14-3-3ζ Interacts with Stat3 and Regulates Its Constitutive Activation in Multiple Myeloma Cells

The 14-3-3 proteins are a family of regulatory signaling molecules that interact with other proteins in a phosphorylation-dependent manner and function as adapter or scaffold proteins in signal transduction pathways. One family member, 14-3-3ζ, is believed to function in cell signaling, cycle control, and apoptotic death. A systematic proteomic analysis done in our laboratory has identified signal transducers and activators of transcription 3 (Stat3) as a novel 14-3-3ζ interacting protein. Following our initial finding, in this study, we provide evidence that 14-3-3ζ interacts physically with Stat3. We further demonstrate that phosphorylation of Stat3 at Ser727 is vital for 14-3-3ζ interaction and mutation of Ser727 to Alanine abolished 14-3-3ζ/Stat3 association. Inhibition of 14-3-3ζ protein expression in U266 cells inhibited Stat3 Ser727 phosphorylation and nuclear translocation, and decreased both Stat3 DNA binding and transcriptional activity. Moreover, 14-3-3ζ is involved in the regulation of protein kinase C (PKC) activity and 14-3-3ζ binding to Stat3 protects Ser727 dephosphorylation from protein phosphatase 2A (PP2A). Taken together, our findings support the model that multiple signaling events impinge on Stat3 and that 14-3-3ζ serves as an essential coordinator for different pathways to regulate Stat3 activation and function in MM cells.

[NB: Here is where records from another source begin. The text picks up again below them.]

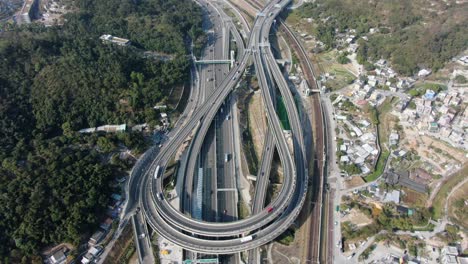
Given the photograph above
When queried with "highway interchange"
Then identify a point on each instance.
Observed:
(203, 119)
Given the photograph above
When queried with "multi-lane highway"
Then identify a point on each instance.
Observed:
(265, 225)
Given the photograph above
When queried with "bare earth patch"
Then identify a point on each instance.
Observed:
(354, 182)
(257, 122)
(358, 218)
(457, 207)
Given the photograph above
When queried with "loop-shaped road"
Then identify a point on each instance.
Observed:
(263, 226)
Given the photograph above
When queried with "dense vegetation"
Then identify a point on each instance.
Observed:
(411, 34)
(54, 183)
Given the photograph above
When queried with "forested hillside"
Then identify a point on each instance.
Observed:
(412, 34)
(54, 183)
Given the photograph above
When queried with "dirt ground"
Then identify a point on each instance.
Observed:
(357, 217)
(119, 247)
(354, 182)
(460, 214)
(257, 122)
(426, 147)
(286, 254)
(414, 198)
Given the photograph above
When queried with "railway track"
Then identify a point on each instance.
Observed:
(315, 235)
(315, 253)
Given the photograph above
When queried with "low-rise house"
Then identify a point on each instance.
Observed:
(393, 196)
(115, 40)
(58, 257)
(403, 210)
(107, 224)
(421, 176)
(394, 138)
(449, 255)
(97, 237)
(433, 127)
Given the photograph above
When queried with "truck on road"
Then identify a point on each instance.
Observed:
(246, 239)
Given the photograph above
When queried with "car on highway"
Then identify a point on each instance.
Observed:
(160, 196)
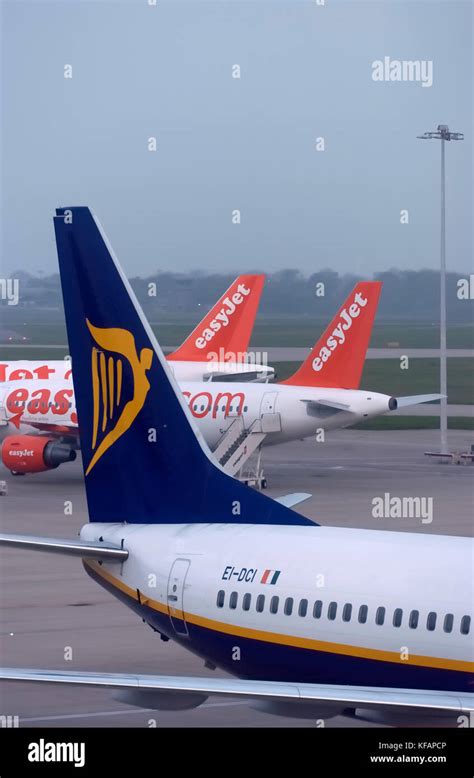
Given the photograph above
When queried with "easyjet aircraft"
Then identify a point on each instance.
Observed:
(215, 350)
(235, 422)
(230, 574)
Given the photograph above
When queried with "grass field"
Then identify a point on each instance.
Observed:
(275, 332)
(415, 423)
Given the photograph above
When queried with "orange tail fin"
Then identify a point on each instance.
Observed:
(227, 328)
(337, 359)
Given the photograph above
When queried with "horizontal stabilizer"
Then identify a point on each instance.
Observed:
(293, 499)
(417, 399)
(341, 697)
(64, 546)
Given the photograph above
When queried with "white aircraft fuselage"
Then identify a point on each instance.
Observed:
(305, 604)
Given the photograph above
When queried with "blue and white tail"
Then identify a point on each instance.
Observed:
(144, 460)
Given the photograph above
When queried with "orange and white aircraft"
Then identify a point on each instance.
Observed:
(215, 349)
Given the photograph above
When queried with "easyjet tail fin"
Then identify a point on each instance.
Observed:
(337, 359)
(227, 328)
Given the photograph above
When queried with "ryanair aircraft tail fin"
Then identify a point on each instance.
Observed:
(144, 461)
(337, 359)
(226, 329)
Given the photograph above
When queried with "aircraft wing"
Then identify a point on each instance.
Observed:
(340, 697)
(416, 399)
(248, 376)
(64, 546)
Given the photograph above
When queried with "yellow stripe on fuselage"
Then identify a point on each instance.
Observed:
(288, 640)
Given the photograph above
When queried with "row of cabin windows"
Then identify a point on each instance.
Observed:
(196, 407)
(347, 611)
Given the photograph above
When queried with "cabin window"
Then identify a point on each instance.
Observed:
(397, 617)
(274, 602)
(431, 621)
(317, 609)
(347, 612)
(448, 622)
(332, 610)
(303, 608)
(413, 620)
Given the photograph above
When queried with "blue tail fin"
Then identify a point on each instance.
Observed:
(144, 461)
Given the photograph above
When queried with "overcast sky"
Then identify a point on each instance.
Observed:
(224, 143)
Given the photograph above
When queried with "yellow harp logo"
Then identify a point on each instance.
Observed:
(107, 373)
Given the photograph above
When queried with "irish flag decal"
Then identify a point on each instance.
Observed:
(270, 576)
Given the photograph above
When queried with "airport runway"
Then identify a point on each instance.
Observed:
(48, 605)
(293, 353)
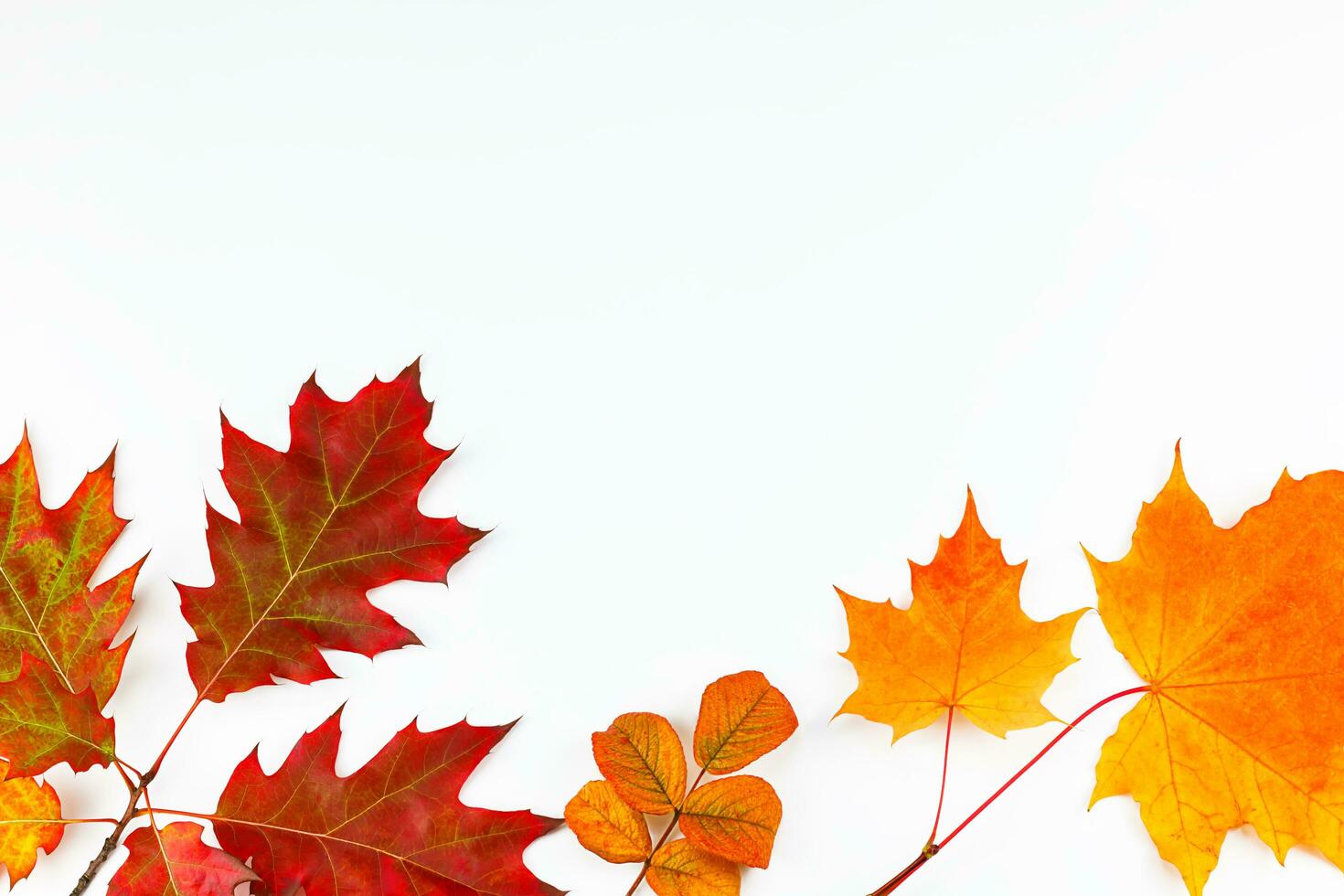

14-3-3蛋白（14-3-3 proteins）是一类调控性信号分子家族，可通过磷酸化依赖的方式与其他蛋白相互作用，并在信号转导通路中充当衔接蛋白或支架蛋白。家族成员14-3-3ζ（14-3-3ζ）被认为参与细胞信号传导、细胞周期调控及细胞凋亡过程。本实验室此前开展的系统性蛋白质组学分析，将信号转导与转录激活因子3（signal transducers and activators of transcription 3, Stat3）鉴定为一种新型14-3-3ζ相互作用蛋白。基于这一初始发现，本研究提供了14-3-3ζ与Stat3发生物理相互作用的实验证据。本研究进一步证实，Stat3的Ser727位点磷酸化对于14-3-3ζ的结合至关重要，而将Ser727突变为丙氨酸（Alanine）则会阻断14-3-3ζ与Stat3的结合。在U266细胞中抑制14-3-3ζ的蛋白表达，可降低Stat3的Ser727位点磷酸化水平并抑制其核转位，同时减弱Stat3的DNA结合活性与转录活性。此外，14-3-3ζ参与调控蛋白激酶C（protein kinase C, PKC）的活性，且14-3-3ζ与Stat3的结合可阻止Stat3的Ser727位点被蛋白磷酸酶2A（protein phosphatase 2A, PP2A）去磷酸化。综上，本研究结果支持如下模型：多条信号通路均可作用于Stat3，而14-3-3ζ作为关键协调因子，介导不同信号通路调控多发性骨髓瘤细胞中Stat3的激活与功能。